Exemption Thresholds

  • VAT Exemption Threshold: The VAT exemption threshold will rise progressively from HUF 20 million in 2026 to HUF 22 million in 2027, reaching HUF 24 million from 2028 onwards.
  • Reduced VAT Rate: The VAT rate for domestic beef and certain bovine offal will be reduced from 27% to 5%.
  • Simplified Reporting for Micro-Enterprises: Simplified reporting thresholds for micro-enterprises will increase, with the balance sheet total rising from HUF 150 million to HUF 180 million, and annual net sales revenue from HUF 300 million to HUF 360 million.

Retail and Advertisement Taxes

  • Retail Tax Adjustments: Thresholds for retail tax brackets have been increased retroactively to 2025:
    • Lower bracket: HUF 500 million to HUF 1 billion
    • Second bracket: HUF 30 billion to HUF 50 billion
    • Third bracket: HUF 100 billion to HUF 150 billion
  • Advertisement Tax: The 0% advertisement tax rate, in place since 2019, will end on 30 June 2026. From July 2026, new registration and reporting rules will apply, including mandatory registration for foreign advertisers.

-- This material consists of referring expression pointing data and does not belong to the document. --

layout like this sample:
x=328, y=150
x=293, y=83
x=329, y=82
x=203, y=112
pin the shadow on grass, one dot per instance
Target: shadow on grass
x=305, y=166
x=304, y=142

Excise Duty and Energy Price Measures

The inflation-linked increase in excise duty on fuels has been postponed by six months, temporarily easing costs for businesses reliant on transport and logistics.

Global Minimum Tax and EU Directive Compliance

Hungary has implemented measures to align domestic rules with OECD and EU directives:

  • DAC8 – Crypto-Assets: Transposes Council Directive (EU) 2023/2226, establishing new reporting and due diligence obligations for crypto-asset service providers under the Crypto-Asset Reporting Framework (CARF).
  • DAC9 – Pillar 2 Global Minimum Tax (GMT): Transposes Council Directive (EU) 2025/872, enabling the exchange of information related to top-up taxes and implementing filing obligations under the Pillar 2 GMT Directive (EU Directive 2022/2523).

Earlier, Hungary’s government presented draft Bill T/12801 (autumn tax package) to parliament on 14 October 2025, proposing amendments to multiple tax laws.